AXA will serve you fine on that lathe. I have a BXA on my 12" asian lathe and sometimes it's on the edge of being just a little too big.


----------



## pdentrem (Jun 8, 2014)

AXA here as well. BXA is really better on stiffer lathes, as then you can take advantage of using the larger tools and take heavier cuts. I transferred my AXA over to my clone of a Jet BDB-1340A after I sold the Atlas. I switched to the wedge style from the piston one when I upgraded to the AXA. The piston one was very cheap and the tool would deflect down on first contact with the work. With quality tool post such as Phase II, there seems to be less of an issue between the two styles.
Pierre


----------



## kd4gij (Jun 8, 2014)

I have axa on mine and it is just right


----------



## JOEZ (Jun 8, 2014)

I have a 10 with AXA with Lots of Up adjustment.
I think an AXA would be your Best choice.


----------



## projectnut (Jun 9, 2014)

I would also agree with going for the AXA tool holder.  The BXA can handle tooling up to 5/8" while the AXA accepts tooling up to 1/2".  1/2" tooling is plenty large for a 12" lathe.  The only consideration would be if you already have insert holders that are 5/8".  If you're starting from scratch I would go with the smaller AXA.

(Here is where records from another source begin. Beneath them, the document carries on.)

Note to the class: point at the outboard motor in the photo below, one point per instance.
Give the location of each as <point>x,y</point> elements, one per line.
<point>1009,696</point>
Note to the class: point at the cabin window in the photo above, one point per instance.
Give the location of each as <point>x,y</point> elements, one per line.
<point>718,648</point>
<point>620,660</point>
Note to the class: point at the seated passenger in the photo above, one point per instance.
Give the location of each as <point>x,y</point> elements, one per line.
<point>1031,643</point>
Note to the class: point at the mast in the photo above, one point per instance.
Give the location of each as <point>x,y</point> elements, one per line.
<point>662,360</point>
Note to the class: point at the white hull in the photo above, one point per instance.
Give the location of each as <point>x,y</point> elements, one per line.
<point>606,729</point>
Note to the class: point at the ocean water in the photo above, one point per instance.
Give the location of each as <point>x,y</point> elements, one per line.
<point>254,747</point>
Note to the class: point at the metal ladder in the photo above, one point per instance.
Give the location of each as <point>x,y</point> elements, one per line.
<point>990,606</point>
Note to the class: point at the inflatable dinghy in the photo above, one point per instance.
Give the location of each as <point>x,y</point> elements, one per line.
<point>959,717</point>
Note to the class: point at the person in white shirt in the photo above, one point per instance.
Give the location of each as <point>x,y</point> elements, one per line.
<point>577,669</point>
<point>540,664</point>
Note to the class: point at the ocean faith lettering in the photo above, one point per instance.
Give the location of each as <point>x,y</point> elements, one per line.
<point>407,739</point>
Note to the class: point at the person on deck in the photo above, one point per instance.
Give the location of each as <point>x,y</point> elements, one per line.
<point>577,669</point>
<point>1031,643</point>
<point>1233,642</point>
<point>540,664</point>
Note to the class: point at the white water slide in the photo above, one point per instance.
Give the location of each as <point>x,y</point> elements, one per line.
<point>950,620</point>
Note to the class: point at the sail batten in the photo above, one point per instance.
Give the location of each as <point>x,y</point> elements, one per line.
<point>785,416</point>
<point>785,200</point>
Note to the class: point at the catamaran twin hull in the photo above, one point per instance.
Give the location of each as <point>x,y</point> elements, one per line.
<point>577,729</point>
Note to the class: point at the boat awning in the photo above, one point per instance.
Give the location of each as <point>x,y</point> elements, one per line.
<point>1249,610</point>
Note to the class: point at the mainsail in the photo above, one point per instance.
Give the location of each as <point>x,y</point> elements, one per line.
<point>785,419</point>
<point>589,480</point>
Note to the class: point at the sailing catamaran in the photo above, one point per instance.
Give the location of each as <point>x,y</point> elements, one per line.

If you're considering buying a quick change set I would look into a couple extra straight tool holders.  My Phase II set only came with 2 straight holders & I find I could always use more.


----------



## wa5cab (Jun 12, 2014)

bpeace,

AXA.  If you have some need to use a 5/8" tool on occasion, you can now buy oversize AXA (and BXA for that matter) holders.  On the subject of how many straight holders to have, I would put the minimum at about five.  I think I have 10.  If you have only one (or two), you lose all of the benefits of the quick change.

Robert D.


----------



## TOOLMASTER (Jun 12, 2014)

AXA wedge:thumbzup3::thumbzup3::thumbzup3:


----------



## fgduncan (Jun 17, 2014)

I have AXA for my 10" and it is just right.  As advised, get several extra tool holders! Having too many is the same as having too much money. I also have a cut off blade tool holder and a knurling tool, although I think a hand held 3 knurl works better. You will find that if you have a holder for 1/4", 3/8", and 1/2" bits each set up, when you want to change sizes, each one of them is already set at the correct turning height. 

I haven't used a lantern tool post since I got quick change because it is sooo very much more rigid. Makes it like a much much more powerful machine. you can get AXA off of eBay at reasonable prices.

Enjoy!!


----------